Previously, complex treatments plans could take more than a day to develop manually. Now, not only do the plans take a fraction of the time to create, but a much improved plan is produced that better protects sensitive tissues and other organs.
In addition, this new way of working has led to some patients having their dose of radiation to healthy tissue reduced by 20 to 30 per cent. This substantially lessens the probability of adverse reactions to the patient while having no detrimental effect on the effectiveness of the treatment.
The Beatson’s Radiotherapy Physics team was the first in the world to apply new and revolutionary multi-criteria optimisation (MCO) software which allows the planner to produce multiple treatment plans and determine the optimal and individualised solution for that patient. At least 20 to 30, and sometimes over 50, potential treatment plans for the patient are produced. This new system works in combination with a second suite of advanced software, based on a form of artificial intelligence. The software called RapidPlan, applies a mathematical model that is based on detailed planning information from previous similar treatments.
The models are either built by the Beatson team based on their local knowledge and experience, or based on models shared by other worldwide centres. Models at the Beatson have been produced for a wide range of treatments including head and neck, gynaecological and prostate cancer diagnoses.
The mathematical algorithm used in these software packages assimilates a vast amount of complex information and assists the planner in selecting the best plan. The human brain isn’t capable of processing all of this information in real time and counterbalancing the difficulties in obtaining the highest dose to the tumour while safeguarding doses to healthy tissues. For treatments that are highly complex, there can be almost an infinite number of solutions.

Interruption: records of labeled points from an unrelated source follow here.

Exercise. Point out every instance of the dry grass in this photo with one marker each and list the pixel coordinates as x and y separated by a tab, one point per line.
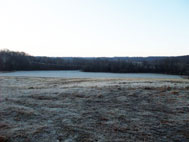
89	110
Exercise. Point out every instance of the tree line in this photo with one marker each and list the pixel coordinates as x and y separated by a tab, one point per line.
12	61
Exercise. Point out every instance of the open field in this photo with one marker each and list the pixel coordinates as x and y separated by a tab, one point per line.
87	110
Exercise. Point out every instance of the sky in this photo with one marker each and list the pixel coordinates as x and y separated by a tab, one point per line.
95	28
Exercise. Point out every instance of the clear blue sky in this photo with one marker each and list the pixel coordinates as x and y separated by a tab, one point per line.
95	27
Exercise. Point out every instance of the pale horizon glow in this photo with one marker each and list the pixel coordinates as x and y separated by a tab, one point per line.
95	28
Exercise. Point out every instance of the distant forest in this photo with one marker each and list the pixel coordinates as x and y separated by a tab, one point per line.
13	61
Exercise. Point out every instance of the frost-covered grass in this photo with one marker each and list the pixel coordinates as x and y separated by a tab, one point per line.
87	110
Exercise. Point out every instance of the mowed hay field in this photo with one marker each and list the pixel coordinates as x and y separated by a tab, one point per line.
93	110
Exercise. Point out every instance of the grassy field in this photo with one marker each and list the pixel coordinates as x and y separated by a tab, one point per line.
93	110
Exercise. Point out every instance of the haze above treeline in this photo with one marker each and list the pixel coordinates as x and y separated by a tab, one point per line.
17	61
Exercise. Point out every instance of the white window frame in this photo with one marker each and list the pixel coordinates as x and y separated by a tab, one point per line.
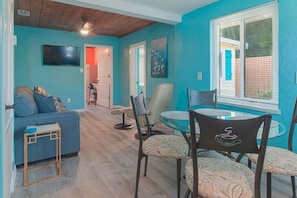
255	104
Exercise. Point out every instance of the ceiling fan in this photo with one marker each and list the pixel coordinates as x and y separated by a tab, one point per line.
86	28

In addition to the speed in which treatment plans are developed, there are other unexpected benefits for patients and clinicians. This new way of working has, in some instances, able to reduce a patient’s chance of having cardiac issues in later life by 25 per cent compared to previous methods, by reducing dose to the heart.
Garry Currie, head of radiotherapy physics, said: “I didn’t expect us to reach this stage during my career. Our work never stands still; however this is a real game changer. As recently as 2010, staff would start work on just one treatment plan and come back in the next day – including weekends – to finish the calculations.
“Now we can input our own learning and combine it with others across the world to really tailor the best treatment plan for each patient. Around 200 of our patients are now benefitting from these rapid and high quality treatment plans every month. We can also produce multiple plans in advance of the patient coming into the department and adapt their treatment to best match their internal anatomy each day of treatment.
“We’re one of the biggest radiotherapy physics team in the world; however we’re also a very proactive team despite our size. We very quickly saw the benefits of MCO and the difference it could have to our patients and secured the licence as a result of obtaining Scottish Government capital funding for radiotherapy equipment. We’re also sharing our learning with colleagues around the world. This helps them advance their work while further building the global database of treatment plans that the AI software learns from.
“We have learned a number of things that we would never have expected. Now that we can plan in this way, we can effectively sculpt the dose and reduce the risk of damage to other organs. We now know that for some of our most advanced and complex plans, where we are treating large areas of the body, balancing the dose to one part, for example in the head region, can have a significant reduction in dose delivered much further away. Having these multiple plans created for the planner provides this excellent insight – in this case, this was something we didn’t previously realise or expect.
“We can now analyse these trade-offs in a dynamic fashion. Where we are treating a patient with a tumour in the pancreas, we can instantly assess the impact the plan would have on the dose delivered to either kidney and select the optimal balance in dose for that patient. We’re at the forefront of this work; however the results will continue to improve as more cancer centres start working in the same way and more and more collaborations take place.
“Even two years ago I didn’t forsee us working this way; we’re now able to share and collaborate, learning with UK teams and centres as widespread as Australia and Germany. As a result, the way we treat patients with radiotherapy can only improve and advance as this new way of working and the sharing of knowledge develops.”